Menurut masyarakat Batak, agama ini pertama kali berdiri pada 497 Masehi (M) atau 1450 tahun Batak. Mereka menggunakan kitab suci yang bernama Pustaha Habonoron. Ajaran Agama Kristen mulai masuk ke Suku Batak pada tahun 1863.
Ajaran agama ini dibawa para misionaris yang datang ke
Sumatera. "Namun kini mayoritas suku bangsa Batak memluk agama Kristen.

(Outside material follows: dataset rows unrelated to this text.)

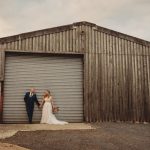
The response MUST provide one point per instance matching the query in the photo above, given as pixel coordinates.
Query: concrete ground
(8, 130)
(99, 136)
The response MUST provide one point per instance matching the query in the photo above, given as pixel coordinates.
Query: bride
(47, 113)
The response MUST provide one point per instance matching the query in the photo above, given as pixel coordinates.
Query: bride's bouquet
(55, 109)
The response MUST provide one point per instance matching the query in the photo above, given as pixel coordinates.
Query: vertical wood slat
(2, 64)
(1, 102)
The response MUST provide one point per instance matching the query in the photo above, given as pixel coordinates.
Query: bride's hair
(47, 94)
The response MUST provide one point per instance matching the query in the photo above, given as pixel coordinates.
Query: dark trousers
(29, 113)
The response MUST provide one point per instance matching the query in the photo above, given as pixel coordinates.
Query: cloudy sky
(127, 16)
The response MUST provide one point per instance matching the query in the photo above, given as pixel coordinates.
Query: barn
(95, 74)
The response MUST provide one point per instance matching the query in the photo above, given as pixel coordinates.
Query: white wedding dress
(47, 114)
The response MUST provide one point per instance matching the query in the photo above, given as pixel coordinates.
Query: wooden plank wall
(1, 102)
(116, 70)
(63, 42)
(117, 79)
(2, 64)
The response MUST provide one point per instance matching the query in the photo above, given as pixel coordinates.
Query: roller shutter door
(63, 75)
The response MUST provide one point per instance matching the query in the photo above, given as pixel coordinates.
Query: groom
(29, 98)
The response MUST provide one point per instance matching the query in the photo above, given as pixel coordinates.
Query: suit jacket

Ada juga yang memeluk Agama Islam, tetapi persentasenya masih cukup
kecil,"imbuh Giyanto.
Gereja pertama yang berdiri di wilayah tersebut adalah Huria Kristen
Batak Protestan (HKBP). Gereja ini dibangun di Huta Dame, Tarutung.
Agama Kristen masuk dan berkembang ke wilayah pelosok, termasuk Samosir,
Dairi, Karo, dan Simalungun pada tahun 1920-an. Dilansir dari Adat dan
Iman Kristen di Tanah Batak karya Togar Nainggolan, penyebaran ajaran
agama Katolik oleh para misionaris pada tahun 1930 sampai 1970 sangat
berhasil.
Jumlah pemeluk agama Katolik meningkat secara drastis dalam
kurun waktu 9 tahun. Antara tahun 1950 sampai tahun 1959, jumlah
penduduk beragama Katolik di Medan tercatat mencapai 101.550 orang yang
awalnya hanya sekitar 35.524 orang.
Rumah adat Suku Batak
Rumah adat Suku Batak berbentuk rumah panggung dengan bahan dasar berupa
kayu. Rumah adat ini disebut Rumah Bolon di kalangan Batak Toba.
Dilansir dari Analisis Arsitektur pada Rumah Tradisional Batak Toba di
Kabupaten Toba Samosir, Balinge karya Yunita Syafitri Rambe, Rumah batak
memiliki oranamen berupa ukiran dinding yang khas.
Ornamen di rumah
adat Suku Batak memiliki makna yang berkaitan dengan kesejahteraan,
keselamatan, serta perlindunga penghuni dan desanya. Motif yang banyak
ditemukan, antara lain gorga, singa-singa, dan gajah dumpak. "Rumah
tradisional Batak Toba di Balige ada dua jenis, yaitu ruma dan sopo,"
tuis Rambe.
Rumah merupakan bangunan tradisional Suku Batak yang digunakan sebagai
tempat tinggal. Sedangkan sopo berupakan bangunan yang digunakan untuk
menyimpan padi pada zaman dulu.
Kain ulos khas Batak
Ulos merupakan kain hasil budaya khas Batak. Kain ini memiliki peran
penting dalam kehidupan masyarakat Batak. Ulos secara harfiah berarti
selimut. Kain ini merupakan hasil tenun berbentuk selendang dengat theme
khas Suku Batak.
Menurut Giyanto, masyarakat setempat menganggap kain ulos sebagai
lambang kasih sayang yang dapat memberikan kehangatan. Masyarakat Batak
selalu menggunakan kain ulos hampir di setiap upacara adat yang
diselenggarakan. Kain ini menjadi komponen penting dalam upacara
kelahiran, pernikahan, kematian, dan penyambutan tamu agung.